What happens in Abu Dhabi not too pretty
By Robert W. Butler
McClatchy-Tribune News Service
The prototypical "Ugly American" of the 1960s was a loud, obnoxious Yankee tourist who sported a garish Hawaiian print shirt (or maybe day-glo Capri pants) and in a braying voice found foreign cultures patently inferior to what they enjoyed back home.
There's a bit of that going on in "Sex and the City 2," in which New York gal pals Carrie, Miranda, Samantha and Charlotte descend on the Arab emirate of Abu Dhabi for an all-expenses-paid vacation.
Oh, these Americans are beautiful — or at least as beautiful as a $10 million wardrobe budget can make them.
But they're ugly in that they bring their cosmopolitan values and in-your-face sexuality to a Middle Eastern culture and, oblivious to local standards, feel it's their right to flaunt it all before the poor repressed heathens.
It's not the sexuality that's offensive.
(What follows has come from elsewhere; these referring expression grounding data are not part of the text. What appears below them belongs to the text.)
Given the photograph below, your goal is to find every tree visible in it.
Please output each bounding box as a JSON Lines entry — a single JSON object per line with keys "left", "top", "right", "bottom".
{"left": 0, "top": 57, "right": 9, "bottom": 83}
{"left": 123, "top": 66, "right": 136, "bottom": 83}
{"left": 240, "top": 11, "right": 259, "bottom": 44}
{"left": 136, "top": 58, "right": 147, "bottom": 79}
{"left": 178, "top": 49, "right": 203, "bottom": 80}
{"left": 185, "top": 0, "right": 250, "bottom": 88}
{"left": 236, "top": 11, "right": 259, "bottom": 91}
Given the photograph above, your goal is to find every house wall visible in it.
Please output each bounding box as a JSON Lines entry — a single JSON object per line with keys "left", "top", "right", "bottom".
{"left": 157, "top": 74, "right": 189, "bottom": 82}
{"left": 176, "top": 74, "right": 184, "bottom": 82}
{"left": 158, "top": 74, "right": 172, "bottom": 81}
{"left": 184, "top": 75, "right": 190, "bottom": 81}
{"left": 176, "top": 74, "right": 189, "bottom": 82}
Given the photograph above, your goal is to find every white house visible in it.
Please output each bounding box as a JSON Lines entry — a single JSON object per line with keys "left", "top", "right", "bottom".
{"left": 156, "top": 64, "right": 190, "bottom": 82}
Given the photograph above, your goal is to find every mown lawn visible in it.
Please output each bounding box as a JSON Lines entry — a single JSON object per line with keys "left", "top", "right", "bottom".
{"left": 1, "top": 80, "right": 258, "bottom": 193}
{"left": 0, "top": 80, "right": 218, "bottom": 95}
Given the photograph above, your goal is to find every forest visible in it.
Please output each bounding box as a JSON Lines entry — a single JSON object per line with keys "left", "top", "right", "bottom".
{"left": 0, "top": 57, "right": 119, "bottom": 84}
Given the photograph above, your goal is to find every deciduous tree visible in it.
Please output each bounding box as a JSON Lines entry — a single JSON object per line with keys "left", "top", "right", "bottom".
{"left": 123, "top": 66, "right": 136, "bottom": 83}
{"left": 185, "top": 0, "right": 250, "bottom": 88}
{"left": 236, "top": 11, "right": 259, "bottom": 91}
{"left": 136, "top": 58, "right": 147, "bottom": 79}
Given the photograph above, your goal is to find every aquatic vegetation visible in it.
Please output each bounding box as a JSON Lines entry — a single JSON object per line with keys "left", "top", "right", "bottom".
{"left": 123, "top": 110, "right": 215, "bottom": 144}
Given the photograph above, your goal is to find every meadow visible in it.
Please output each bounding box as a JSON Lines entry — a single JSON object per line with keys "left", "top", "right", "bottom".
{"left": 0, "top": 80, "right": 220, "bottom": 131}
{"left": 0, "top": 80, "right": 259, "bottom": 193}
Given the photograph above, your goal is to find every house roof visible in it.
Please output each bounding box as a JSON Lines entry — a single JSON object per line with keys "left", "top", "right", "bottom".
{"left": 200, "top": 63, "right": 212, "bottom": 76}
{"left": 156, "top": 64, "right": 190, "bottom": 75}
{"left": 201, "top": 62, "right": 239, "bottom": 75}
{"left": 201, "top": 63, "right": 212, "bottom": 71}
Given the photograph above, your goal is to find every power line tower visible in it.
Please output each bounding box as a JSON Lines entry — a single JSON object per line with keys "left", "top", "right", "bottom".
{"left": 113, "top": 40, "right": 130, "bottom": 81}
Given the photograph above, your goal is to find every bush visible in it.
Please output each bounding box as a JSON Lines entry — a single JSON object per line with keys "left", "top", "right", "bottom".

It's the arrogance.
OK, perhaps I'm taking the latest from writer/director Michael Patrick King too seriously. After all, it's supposed to be a lighthearted lark with some deeper moments, an excuse for the audience to revisit beloved characters and vicariously live a lifestyle of conspicuous consumption.
And for the first hour or so it works. Unfortunately, the film is 2› hours long.
We're re-introduced to the women and their men and learn that all four are undergoing various crises.
Carrie (Sarah Jessica Parker) fears her marriage to Big (Chris Noth) has lost its "sparkle" ... especially when he commits the mortal sin of giving her a major appliance for their anniversary.
Miranda (Cynthia Nixon) wants to quit her job because of her sexist boss. Charlotte (Kristin Davis) is dealing with two small children and a gorgeous Irish nanny who may be too sexy to hang on to ("Erin go bra-less," observes the majorly menopausal Samantha, played by Kim Cattrall).
There's some amusing stuff here, like the over-the-top gay wedding of Stanford and Anthony (Willie Garson, Mario Cantone), replete with a chorus of men in white tuxes crooning show tunes as Liza Minnelli officiates.
But when the girls finally get around to flying to the Middle East, things get dicey. The plot slows — not that there's much of one to begin with — and the film threatens to become a thinly disguised travelogue.
(See the girls ride camels! See them dress outrageously for a trip to the local bazaar! See them sing "I Am Woman" at the hotel karaoke bar!)
Carrie runs into old flame Aidan (John Corbett) and shares a spontaneous kiss for which she feels terribly guilty. She's compelled to call Big and confess. Apparently what happens in Abu Dhabi doesn't stay in Abu Dhabi.
This "Sex and the City" does have some good things to say about female empowerment and friendship. It's gay-positive. It's nice to look at.
And it does have one genuine fine dramatic moment when Carrie discovers that her butler at the hotel (Raza Jaffrey) is a native of India who had to leave his wife behind and only infrequently has the time and money to fly home for a visit. Kinda puts the girls' pampered lives in perspective.
But in the end it makes its heroines seem vain and shallow. That's not how I want to remember them.